GeoData 2014 is a workshop series which supports the EarthCube community of federal/civil agencies, such as the DoE, EPA, NASA, NOAA, NSF, USDA, USGS, and others. We took the following notes during the workshop, and certain themes may be of interest to our article readers.
The focus of the GeoData 2014 workshop concerned how Federal Geodata “Operations Assets” can assist Geoscientists in their work through improved interagency coordination.
Below are our summary notes from the workshop:
Day 1 Breakouts (Culture/Management)
- Governmental open data
- Interagency coordination of geodata – progress and challenges
- Feedback from the academic and commercial sectors
- Collaborating environment and culture building
Day 2 Breakouts (Tech)
- Data lifecycle
- Data citation and data integration frameworks – technical progress
- Experience and best practices on data interoperability
- Connections among distributed data repositories – looking forward
The workshop has some interesting outcomes.
- About 50 people were in attendance. NOAA and USGS on Fed side primarily.
- We have pushed forward on our agenda to see if we have progressed on ideation pragmatism since Geodata2011.
- The focus is on Cultural and Financial issues limiting inter-agency connection.
- The term agile government came up often… with some laughs, but some defenders (Relates to our smartleangovernment.com efforts with ACT-IAC)
- Scientists hear Architecture as Big IT contracts and IT infrastructure, not process improvement, data integration, goal/mission alignment, etc., so there are clear vernacular issues.
- The FGDC and tons of other standards/organizing bodies were seen as competing against others and confusing.
- Data.gov and other open data policy hot topics (Seen as good steps, low quality data) – “geoplatform” were mentioned exactly “zero” times.
- The geo data lifecycle is primarily on the latter end of cycle (citations, discovery, publication for reusability, credit).
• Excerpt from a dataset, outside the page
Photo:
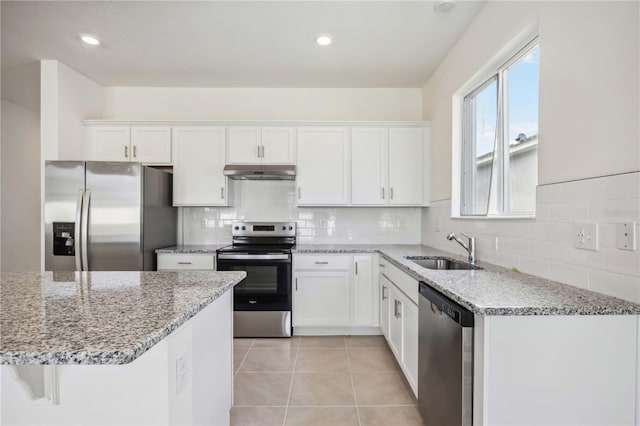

But, there was not much on project coordination, data acq coordination, no marketplace chatter, little on coordinating sensor investment
- General questions on how scientists hold interest in how to reach intel groups
- There was a big push on ESIP
- Suggesting concrete steps as best practices to agencies and professors
- You cannot teach Data Management, so what do we expect? You get what you pay for.
- Finally, there was a big push on how to tie grassroots efforts and top-down efforts together. Grassroots groups agreed we need to showcase more, earlier, and get into the communities top-down folks are looking at.
- There was not high Federal representation there, but we agreed with limited Government travel budgets We need to bring these concepts to them and meet on their meetings, agendas, conferences, circuits, and push these concepts and needs.
Questions We Posed In General Sessions
- Of Performance, Portfolio, Architecture, Evangelism, Policy, or other what is more important to the GeoScientist that needs to be addressed in order to improve inter-agency coordination.
- You noted you want to truly disrupt or re-invent the motivation and other aspects in the culture, what was discussed related to doing such – inter-agency wiki commons a la intellipedia? Gamification and how incents resource Management MMORPGs – i.e. transparent and fun way to incentivize data maturity? Crowdsourcing a la mechanical turk to help in cross-agency knowledge-sharing? Hackathon/TC Disrupt Competitions to help in showcase? Combination – i.e. Gamify metadata lifecycle with crowd model?
- After registering data, metadata, good citations, and doing all the data lifecycle management, and if we are to “assume internet”, who is responsible for the SEO Rank to help people find scientific data in the internet. Who assures/enhances schema.org registrations? Who aligns signals to help with keywords, and thousands of other potential signals? Especially in response to events needing geoscience data? Who helps push data.gov and domain catalogs for others to harvest?